Liquidity is drying up, the era of bonds is over: what this means for Bitcoin

The financial system is undergoing a tectonic shift, and ignoring it is no longer possible. Two independent analysts, whose conclusions I have carefully studied, point to fundamental changes that directly threaten the current market paradigm and, in particular, Bitcoin. This is not about a short-term correction, but about the end of an entire era.

The Disappearance of "Easy Money"

The first signal is a sharp reduction in excess liquidity within the financial system. An indicator that has traditionally fueled the growth of risky assets has turned negative for the first time since 2021. It is calculated simply: inflation and economic growth are subtracted from the growth rate of the money supply. The resulting remainder is the so-called "free money" that typically flows into stocks and cryptocurrencies. Currently, this remainder simply does not exist.

When this indicator turns negative, capital generally moves from stocks to bonds. The yield curve flattens, and historically this has foreshadowed a weakening of the stock market within the next 3-6 months. It is important to understand that this is not the result of actions by the new Fed chair—the market itself has been pricing in tightening for the past year. The regulator is merely catching up to reality.

The 40-Year Bond Bull Market is Over

The second, even deeper signal, is the end of the 40-year cycle of declining bond yields. Since 1981, when yields reached 14%, they have steadily fallen to zero in 2020. This trend, lasting nearly half a century, created a unique environment where passively owning the "entire market" generated profits, and the skill of selecting assets was unnecessary.

Now, this trend has reversed. We are entering an era where valuation, balance sheet quality, and real cash flow once again take center stage. Data from major banks confirms: at current valuations, the expected return of the S&P 500 over a ten-year horizon could be near zero. This makes the market an ideal field for the active investor, but a death sentence for passive "buy and hold" strategies.

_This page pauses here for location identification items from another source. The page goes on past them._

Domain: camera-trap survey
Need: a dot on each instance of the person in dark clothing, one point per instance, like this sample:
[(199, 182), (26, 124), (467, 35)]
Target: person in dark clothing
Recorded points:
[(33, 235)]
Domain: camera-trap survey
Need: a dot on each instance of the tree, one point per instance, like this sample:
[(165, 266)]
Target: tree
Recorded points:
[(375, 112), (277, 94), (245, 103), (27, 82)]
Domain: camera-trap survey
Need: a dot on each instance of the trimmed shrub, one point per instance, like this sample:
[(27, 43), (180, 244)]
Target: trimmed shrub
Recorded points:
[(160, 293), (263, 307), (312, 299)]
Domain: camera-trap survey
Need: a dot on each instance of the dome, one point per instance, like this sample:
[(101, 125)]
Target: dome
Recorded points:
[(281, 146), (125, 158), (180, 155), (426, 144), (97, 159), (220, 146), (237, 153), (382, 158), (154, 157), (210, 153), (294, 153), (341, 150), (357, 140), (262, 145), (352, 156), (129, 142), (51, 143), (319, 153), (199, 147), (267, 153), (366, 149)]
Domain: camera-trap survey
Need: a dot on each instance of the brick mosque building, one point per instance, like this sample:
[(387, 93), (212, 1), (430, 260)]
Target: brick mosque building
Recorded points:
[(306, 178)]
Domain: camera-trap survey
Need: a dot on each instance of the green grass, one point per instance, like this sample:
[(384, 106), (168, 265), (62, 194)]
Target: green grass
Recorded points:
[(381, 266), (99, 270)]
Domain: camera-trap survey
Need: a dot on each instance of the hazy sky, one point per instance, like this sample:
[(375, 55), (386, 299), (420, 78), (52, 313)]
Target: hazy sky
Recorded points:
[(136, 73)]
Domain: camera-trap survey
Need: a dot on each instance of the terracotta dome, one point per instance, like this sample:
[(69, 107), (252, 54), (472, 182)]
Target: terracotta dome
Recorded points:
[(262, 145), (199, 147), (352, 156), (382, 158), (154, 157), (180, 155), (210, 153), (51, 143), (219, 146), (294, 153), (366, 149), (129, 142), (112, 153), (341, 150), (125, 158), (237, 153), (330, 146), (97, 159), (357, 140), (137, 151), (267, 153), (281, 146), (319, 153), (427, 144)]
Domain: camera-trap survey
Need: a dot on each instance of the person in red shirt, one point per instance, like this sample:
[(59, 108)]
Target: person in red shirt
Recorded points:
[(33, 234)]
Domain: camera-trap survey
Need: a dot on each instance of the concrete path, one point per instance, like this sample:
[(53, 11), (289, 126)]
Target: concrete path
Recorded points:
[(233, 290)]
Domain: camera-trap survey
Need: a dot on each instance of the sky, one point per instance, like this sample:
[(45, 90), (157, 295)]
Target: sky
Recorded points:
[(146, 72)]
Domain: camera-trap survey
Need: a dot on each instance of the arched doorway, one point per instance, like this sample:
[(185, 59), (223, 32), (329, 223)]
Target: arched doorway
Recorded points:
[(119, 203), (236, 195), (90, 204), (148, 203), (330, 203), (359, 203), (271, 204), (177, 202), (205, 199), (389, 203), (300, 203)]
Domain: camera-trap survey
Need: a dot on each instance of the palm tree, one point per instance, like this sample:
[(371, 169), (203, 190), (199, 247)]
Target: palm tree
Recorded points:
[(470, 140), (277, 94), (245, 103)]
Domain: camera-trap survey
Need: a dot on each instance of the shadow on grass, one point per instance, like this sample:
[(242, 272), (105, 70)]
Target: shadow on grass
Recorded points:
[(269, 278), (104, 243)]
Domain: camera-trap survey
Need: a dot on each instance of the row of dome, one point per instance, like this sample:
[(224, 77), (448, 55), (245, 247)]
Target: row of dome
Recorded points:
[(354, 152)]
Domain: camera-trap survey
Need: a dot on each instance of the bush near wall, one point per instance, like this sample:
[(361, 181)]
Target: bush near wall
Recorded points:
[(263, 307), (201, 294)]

My professional opinion: For Bitcoin, this situation creates a dual effect. In the short term, as the risk asset most sensitive to liquidity, BTC risks coming under serious pressure alongside overvalued stocks. However, in the long term, when traditional "safe havens" like bonds lose their appeal, a portion of capital will inevitably begin to seek alternatives. Bitcoin could become one of the beneficiaries of this new era, but the path to that will be thorny and unpredictable.